That’s Farming editor, Catherina Cunnane, in conversation with Orla Gilligan from County Sligo, who is studying veterinary medicine in the UK, in this week’s Student Focus series.

“I come from a farming background as I grew up on a suckler farm in Strandhill, County Sligo. I have always been surrounded by animals from a young age and loved being out and about on-farm.

The home farm moved away from suckler farming two years ago and is now operated as a mixed enterprise by my brother and his business partner.

The farm follows a regenerative approach with organic principles with pasture-raised eggs, organic beef and pork and organic seasonal vegetables.

The cattle are Belted Galloway steers that are outdoors all year round, and pigs are Duroc/Oxford Sandy and Black-crosses that are kept outdoors throughout the spring and summer.

A rotational grazing system is in place for all the stock on the farm. Everything is grown and sold from the on-site farm shop and to retailers around Sligo.
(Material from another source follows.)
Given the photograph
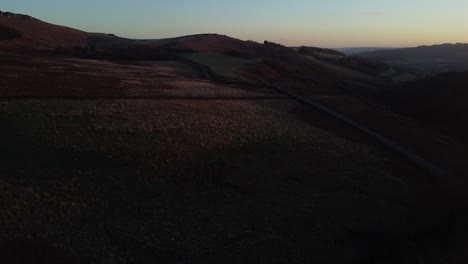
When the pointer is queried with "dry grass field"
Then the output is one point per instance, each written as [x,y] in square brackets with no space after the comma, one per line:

The local support for the farm has been brilliant. I think people love the idea that all of the veg, eggs and meat are all reared, grown and sold in one place, and they really get to see where exactly their food comes from.

SETU ag degree 

I am a second-year veterinary medicine student at Harper & Keele Veterinary School in the UK, having enrolled in the course in 2021.

I previously completed an agricultural science degree at South East Technological University (SETU) based at the Waterford campus and graduated from there in 2020.

After graduation, I spent a breeding season working on a stud farm in Tipperary and started looking at options on where I could apply for vet med for the following year.

Vet med was always something I wanted to do for as long as I can remember, so I did a lot of research on studying at home and abroad.

When I got offered a place in the UK after interview, I was delighted. There are a lot of Irish students in the course here, so I definitely think there is a need for a second vet school in Ireland.

As a past student of SETU, I was delighted to see that they have a bid in to host a new vet school.

I think they would be a fantastic candidate as the staff and facilities are excellent, particularly the facilities at Kildalton College.

As part of my ag Science degree, we spent a lot of time in Kildalton and got hands-on experience in the dairy, beef, and sheep units.

This would be a huge asset in terms of vet med teaching, particularly producing vets that have an interest in large animal practice.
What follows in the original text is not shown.